Suppose we did something with Venus other than terraform it? After all, terraforming Venus will yield a world that is slightly smaller than Earth, which can support a human population about equal to Earth's. But what is we took the planet apart and made something else out of it? You ever hear of a Topopolis?
https://en.wikipedia.org/wiki/Topopolis
What if we combined that idea with my idea of terraforming "NoPlanet" basically a giant cylinder that is 10,000 miles in diameter? Venus has a nearly circular orbit that is 67,232,363 miles in radius, and thus has a circumference of 422,433,395 miles. If we assume the cylinder is 10,000 miles in radius, the sun facing outer surface of the Cylinder will have a radius that is 5,000 miles closer or 67,227,363 miles, with a circumference of 422,401,979 miles. The outer surface facing away from the Sun would be  5,000 miles further away than the average radius or 67,237,363 miles in radius, with a circumference of 422,464,811 miles. The difference between outer and inner circumferences is 62,832 miles.

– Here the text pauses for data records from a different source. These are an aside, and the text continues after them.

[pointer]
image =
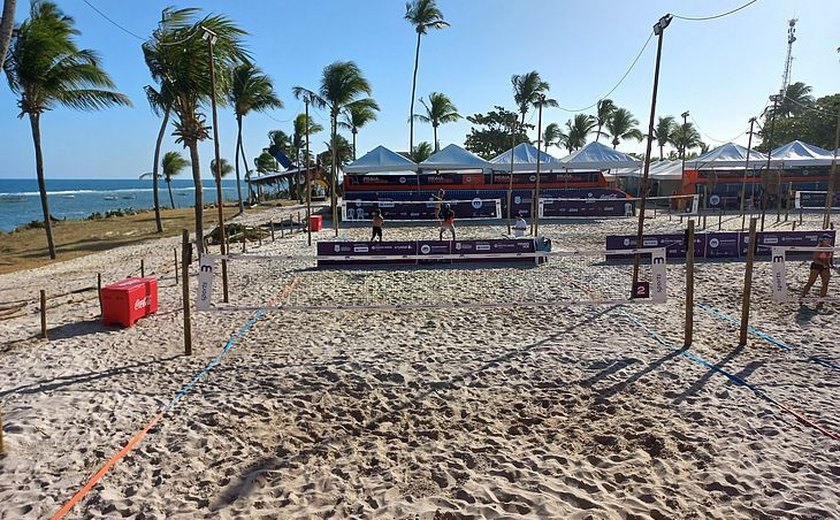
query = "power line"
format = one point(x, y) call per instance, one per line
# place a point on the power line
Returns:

noplanet_by_tomkalbfus-da1p6vn.png
The topopolis has the same internal arrangement as NoPlanet, except in this case the cylinder is 422,433,395 miles long, it rotates once every 134 minutes to produce 1 Earth gravity of centrifugal force, there is an inner sky cylinder that is 10 miles inside/above the outer tube, it produces light, simulating day night, stars and moon making it appear that the habitable surface is on the surface of a planet. The surface of the cylinder has to stretch and contract over the period of its rotation of 134 minutes, this turns out to be 0.015% or the surface has to stretch out to 1.00015 times what its circumference would be when it is rotated inward facing the Sun. Do we have material that can stretch by that amount? You bet!

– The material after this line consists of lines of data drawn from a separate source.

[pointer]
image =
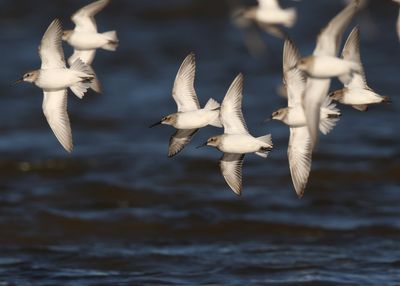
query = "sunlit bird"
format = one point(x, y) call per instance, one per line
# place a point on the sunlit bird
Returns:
point(236, 140)
point(299, 149)
point(269, 15)
point(84, 38)
point(327, 46)
point(356, 92)
point(190, 117)
point(54, 78)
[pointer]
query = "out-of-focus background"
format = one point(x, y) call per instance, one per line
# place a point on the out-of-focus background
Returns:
point(118, 211)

So now we come to the question, does Venus have enough material to make such a thing?
Venus has an internal volume of 2.227E+11    mi³. Now the formula for the volume of a cylinder is volume = π × diameter × length.

Lets assume the cylinder has a shell that is 1 mile thick, it is 10,000 miles in radius and 422,433,395 miles long, which is the circumference of its orbit around the Sun. What is this volume? Plugging in the numbers we get
Volume = 3.1415926535897932384626433832795 × 10,000 × 422,433,395 = 13,271,136,503,630 mi³
This is of a solid cylinder, now we have to subtract the volume of the empty cavity, which as a diameter of 9,998 miles
Volume = 3.1415926535897932384626433832795 × 9,998 × 422,433,395 = 13,268,482,276,329 mi³
The net volume is 2,654,227,301 mi³ or 2.654E+9 mi³. The sky cylinder is going to be much thinner than the ground cylinder, since all it has to do is hold in atmosphere and be a source of illumination, So most of the volume goes into the floor, and the remaining volume goes to make the ring braces which holds this spinning structure together, the spinning structure is 0.0119 of the total volume of Venus, and this stretches completely around the Sun. We might construct something similar out of the material of the asteroid belt, Though Venus has the advantage of being closer to the Sun, with abundant solar energy and a shorter circumference that goes with it.